[英]Rails: How to run `rails generate scaffold` when the model already exists?
I'm new to Rails so my current project is in a weird state.我是 Rails 的新手,所以我当前的项目处于一种奇怪的状态。
One of the first things I generated was a "Movie" model.我生成的第一件事是“电影”模型。 I then started defining it in more detail, added a few methods, etc.
然后我开始更详细地定义它,添加一些方法等。
I now realize I should have generated it with rails generate scaffold
to hook up things like the routing, views, controller, etc.我现在意识到我应该用
rails generate scaffold
生成它来连接路由、视图、控制器等。
I tried to generate the scaffolding but I got an error saying a migration file with the same name already exists.我尝试生成脚手架,但收到错误消息,指出已存在同名的迁移文件。

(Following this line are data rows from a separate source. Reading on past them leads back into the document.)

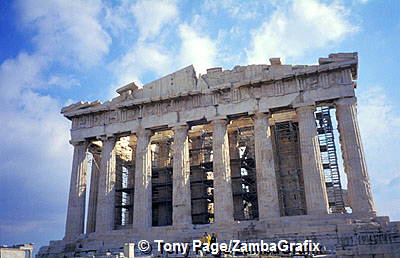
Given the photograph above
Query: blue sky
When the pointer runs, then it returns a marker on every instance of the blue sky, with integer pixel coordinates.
(54, 53)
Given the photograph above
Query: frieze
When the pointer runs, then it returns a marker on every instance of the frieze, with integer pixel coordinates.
(217, 97)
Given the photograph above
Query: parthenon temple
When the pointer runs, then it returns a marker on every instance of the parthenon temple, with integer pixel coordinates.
(269, 151)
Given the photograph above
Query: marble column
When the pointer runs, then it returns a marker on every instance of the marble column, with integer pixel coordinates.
(223, 198)
(267, 189)
(359, 186)
(314, 180)
(105, 215)
(142, 205)
(94, 187)
(181, 201)
(77, 192)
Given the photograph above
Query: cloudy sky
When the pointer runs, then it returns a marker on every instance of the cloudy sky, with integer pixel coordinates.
(54, 53)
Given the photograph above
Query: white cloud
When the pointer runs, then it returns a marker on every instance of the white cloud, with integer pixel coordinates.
(379, 123)
(152, 15)
(63, 81)
(67, 30)
(140, 59)
(303, 25)
(196, 49)
(235, 9)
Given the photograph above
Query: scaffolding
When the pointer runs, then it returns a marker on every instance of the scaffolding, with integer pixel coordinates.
(288, 167)
(329, 159)
(243, 169)
(161, 152)
(125, 181)
(201, 175)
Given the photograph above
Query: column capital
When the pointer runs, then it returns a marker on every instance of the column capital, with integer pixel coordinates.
(346, 101)
(219, 121)
(107, 138)
(178, 128)
(144, 132)
(78, 143)
(305, 108)
(261, 115)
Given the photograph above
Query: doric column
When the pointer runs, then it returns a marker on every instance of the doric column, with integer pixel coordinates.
(181, 201)
(359, 186)
(142, 215)
(77, 192)
(223, 199)
(268, 201)
(314, 180)
(105, 215)
(94, 187)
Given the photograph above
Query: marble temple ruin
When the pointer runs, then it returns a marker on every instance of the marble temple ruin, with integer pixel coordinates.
(249, 153)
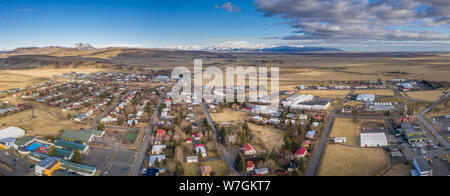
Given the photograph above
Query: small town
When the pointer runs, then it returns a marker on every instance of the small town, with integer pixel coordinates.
(123, 124)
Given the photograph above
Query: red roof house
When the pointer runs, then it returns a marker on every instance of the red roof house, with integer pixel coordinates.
(250, 166)
(301, 152)
(249, 150)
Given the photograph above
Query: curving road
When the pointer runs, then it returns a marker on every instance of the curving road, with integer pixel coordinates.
(146, 143)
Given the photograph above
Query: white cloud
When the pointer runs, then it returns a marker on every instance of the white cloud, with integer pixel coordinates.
(228, 6)
(362, 19)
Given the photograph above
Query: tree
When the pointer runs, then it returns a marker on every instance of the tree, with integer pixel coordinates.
(77, 158)
(51, 152)
(200, 155)
(179, 169)
(156, 163)
(101, 127)
(272, 154)
(240, 162)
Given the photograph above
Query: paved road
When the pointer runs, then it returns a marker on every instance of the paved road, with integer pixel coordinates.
(317, 154)
(146, 143)
(109, 109)
(436, 134)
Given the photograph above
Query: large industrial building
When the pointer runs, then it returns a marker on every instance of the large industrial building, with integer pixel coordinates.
(11, 132)
(365, 97)
(306, 102)
(373, 140)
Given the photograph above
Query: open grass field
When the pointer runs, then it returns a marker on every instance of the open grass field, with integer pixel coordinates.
(379, 92)
(47, 121)
(191, 169)
(326, 93)
(229, 116)
(431, 96)
(219, 168)
(22, 78)
(342, 160)
(267, 136)
(441, 109)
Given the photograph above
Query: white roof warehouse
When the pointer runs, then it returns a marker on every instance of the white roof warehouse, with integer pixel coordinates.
(373, 139)
(12, 132)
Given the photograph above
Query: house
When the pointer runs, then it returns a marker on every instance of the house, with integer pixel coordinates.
(306, 143)
(196, 136)
(157, 149)
(421, 167)
(192, 159)
(373, 140)
(310, 134)
(293, 165)
(303, 117)
(153, 158)
(249, 150)
(250, 166)
(7, 143)
(201, 149)
(160, 132)
(47, 166)
(205, 170)
(301, 152)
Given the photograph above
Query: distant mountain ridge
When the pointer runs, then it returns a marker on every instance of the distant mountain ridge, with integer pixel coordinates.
(83, 46)
(243, 46)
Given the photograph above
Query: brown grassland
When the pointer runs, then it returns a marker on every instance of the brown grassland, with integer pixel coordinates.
(343, 160)
(431, 96)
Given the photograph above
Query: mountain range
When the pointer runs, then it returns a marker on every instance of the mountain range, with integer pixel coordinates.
(243, 46)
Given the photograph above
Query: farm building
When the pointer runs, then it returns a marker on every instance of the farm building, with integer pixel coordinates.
(365, 97)
(373, 139)
(12, 132)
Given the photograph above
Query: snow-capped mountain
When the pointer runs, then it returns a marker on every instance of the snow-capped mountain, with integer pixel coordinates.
(243, 46)
(83, 46)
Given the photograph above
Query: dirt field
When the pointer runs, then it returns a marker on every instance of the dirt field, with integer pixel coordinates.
(228, 116)
(342, 160)
(379, 92)
(268, 137)
(441, 109)
(399, 170)
(47, 121)
(326, 93)
(425, 95)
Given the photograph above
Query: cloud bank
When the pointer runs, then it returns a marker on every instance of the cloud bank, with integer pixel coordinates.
(343, 20)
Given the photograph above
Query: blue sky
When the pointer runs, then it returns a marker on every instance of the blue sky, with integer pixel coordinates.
(167, 23)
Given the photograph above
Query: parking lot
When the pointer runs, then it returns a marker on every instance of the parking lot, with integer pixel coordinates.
(21, 167)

What's the best way for me to create scaffolding for my "Movie" now?现在为我的“电影”创建脚手架的最佳方式是什么? (using rails 3)
(使用导轨 3)
TL;DR : rails g scaffold_controller <name>
TL;DR :
rails g scaffold_controller <name>
Even though you already have a model, you can still generate the necessary controller and migration files by using the rails generate
option.即使您已经有了一个模型,您仍然可以使用
rails generate
选项生成必要的控制器和迁移文件。 If you run rails generate -h
you can see all of the options available to you.如果您运行
rails generate -h
您可以看到所有可用的选项。
Rails:
controller
generator
helper
integration_test
mailer
migration
model
observer
performance_test
plugin
resource
scaffold
scaffold_controller
session_migration
stylesheets
If you'd like to generate a controller scaffold for your model, see scaffold_controller
.如果您想为模型生成控制器脚手架,请参阅
scaffold_controller
。 Just for clarity, here's the description on that:为了清楚起见,这里是关于它的描述:
Stubs out a scaffolded controller and its views.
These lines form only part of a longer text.